Created attachment 252746 [details] Documents this behavior in lib/libc/sys/jail.2 In jail_attach(2) the only reason listed for EPERM is if the user not root while attempting to attach to a jail. Running into that errno in my program I was puzzled because uid was 0 - so that could not have been the problem. After help from other people I found out that there might be other, undocumented, reasons for getting that errno. Specifically, the issue was that the process was holding a directory FD open while trying to attach, which is prohibited. A sentence describing this behavior should be added to "[EPERM]" in jail_attach(2) "ERRORS" section.
Funnily, I stumbled into the exact same problem today in a different context... That behavior is very indirectly documented through the paragraph: > Further jail(), jail_set(), and jail_attach() call chroot(2) internally, > so they can fail for all the same reasons. Please consult the chroot(2) > manual page for details.

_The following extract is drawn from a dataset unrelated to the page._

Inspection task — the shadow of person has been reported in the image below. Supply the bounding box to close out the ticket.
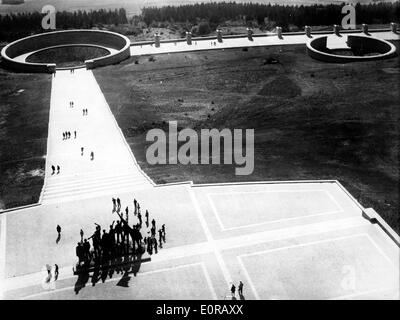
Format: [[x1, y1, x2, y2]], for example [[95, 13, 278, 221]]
[[74, 268, 89, 294], [100, 264, 108, 283], [92, 264, 100, 287], [117, 270, 131, 288]]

I agree that the jail_attach(2) manpage should mention the other "common" reason for getting EPERM (another reason is for the attach to be rejected by the MAC framework, and there are still potentially others).

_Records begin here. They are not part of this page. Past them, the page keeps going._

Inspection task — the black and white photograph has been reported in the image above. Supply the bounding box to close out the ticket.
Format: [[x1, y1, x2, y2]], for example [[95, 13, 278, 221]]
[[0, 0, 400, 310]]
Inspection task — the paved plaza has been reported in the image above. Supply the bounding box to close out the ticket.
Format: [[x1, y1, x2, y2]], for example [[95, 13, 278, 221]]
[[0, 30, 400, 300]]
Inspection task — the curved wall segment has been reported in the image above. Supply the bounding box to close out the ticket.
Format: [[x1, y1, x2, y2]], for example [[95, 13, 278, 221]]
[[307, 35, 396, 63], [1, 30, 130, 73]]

(Just to avoid giving you false hopes with my prompt response, I'll be AFK for the next two weeks, so don't expect a prompt response from me. But if nobody beats me to it, I'll handle it in September.)

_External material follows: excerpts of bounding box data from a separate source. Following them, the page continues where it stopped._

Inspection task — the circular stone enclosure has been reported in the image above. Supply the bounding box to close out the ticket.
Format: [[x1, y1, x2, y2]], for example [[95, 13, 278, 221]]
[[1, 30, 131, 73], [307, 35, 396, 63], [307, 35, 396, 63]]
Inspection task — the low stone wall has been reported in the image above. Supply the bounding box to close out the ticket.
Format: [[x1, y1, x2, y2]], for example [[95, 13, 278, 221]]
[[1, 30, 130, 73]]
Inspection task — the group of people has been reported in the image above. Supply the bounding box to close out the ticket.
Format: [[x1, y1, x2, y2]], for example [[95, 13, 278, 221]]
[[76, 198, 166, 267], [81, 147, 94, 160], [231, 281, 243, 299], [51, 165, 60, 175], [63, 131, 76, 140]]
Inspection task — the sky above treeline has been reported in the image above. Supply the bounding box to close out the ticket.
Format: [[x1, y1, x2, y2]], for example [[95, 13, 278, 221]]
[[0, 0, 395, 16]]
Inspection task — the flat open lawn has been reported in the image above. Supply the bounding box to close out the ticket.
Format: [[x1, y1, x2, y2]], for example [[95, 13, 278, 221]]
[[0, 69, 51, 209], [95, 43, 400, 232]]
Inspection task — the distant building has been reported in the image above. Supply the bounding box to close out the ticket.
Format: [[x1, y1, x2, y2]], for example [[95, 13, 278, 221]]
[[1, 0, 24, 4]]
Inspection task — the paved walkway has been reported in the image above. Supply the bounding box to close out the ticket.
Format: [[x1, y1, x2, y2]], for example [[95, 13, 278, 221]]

There is the kern.chroot_allow_open_directories sysctl to allow chroot() with directory file descriptors, but no such "backdoor" exists for jail_attach(), because jails are supposed to provide secure namespace isolation. Removing this restriction would allow trivial jail escapes through fchdir() and openat(). Allowing jailed processes to safely share directory file descriptors either through inheritance or file descriptor passing could be very useful, but is totally unsafe right now. Sharing directory file descriptors through inheritance across jails is (and always has been) impossible because jail_attach() doesn't allow processes with having one or more such file descriptors to attach to a jail. Despite this it's possible to share file descriptors across jails via file descriptor passing over unix domain sockets. Passing directory file descriptors to a directory outside the receivers jail root into a jail is an instant file system escape because the jail root is enforced by comparing vnodes and if you `parent_fd = openat(dir_fd, "..", O_DIRECTORY)` you won't encounter the jail root vnode. By looping until "." == ".." the jailed process can find the hosts root filesystem. While the unix socket could be brought into a jail via jail_attach() the more likely real world situation would be intentionally sharing a nullfs mount across jails (e.g. a PostgreSQL jail <-> a FastCGI jail). One way I can think of to make it safe would be to add a O_RESOLVE_BENEATH like write-once flag to file descriptors and allow only directory file descriptors with this flag to be shared across jails. It would have to be inherited too (e.g. openat(dir_fd, "<subdir>", O_DIRECTORY) on a sub-directory). If the flag could be automatically set by jail_attach() and file descriptor passing across jails would work without extra syscalls to set the new flag with the caveat that ".." inaccessible on such file descriptors and those derived from them.
(In reply to Olivier Certner from comment #1) Ah! I totally missed that paragraph. I guess I should read more carefully. (In reply to crest from comment #3) Could you add "root vnode pointer" to every directory FD to limit their scope? That way, when you reference ".." you would check whether the directory FD equals that pointer and if so, not go above. Also, O_RESOLVE_BENEATH would then just mean that when you open that directory FD you would make the directory itself be the "root vnode pointer" instead of its jail/chroot root directory. Opening directories with openat copies the "root vnode pointer" unless overriden by something like O_RESOLVE_BENEATH. ((I have no experience with VFS code, so take this idea with a grain of salt!)) This reminds me slightly of how sockets have vnet pointers. Should I close this issue or does someone else do that? The reason is documented already, as stated by Olivier Cartner.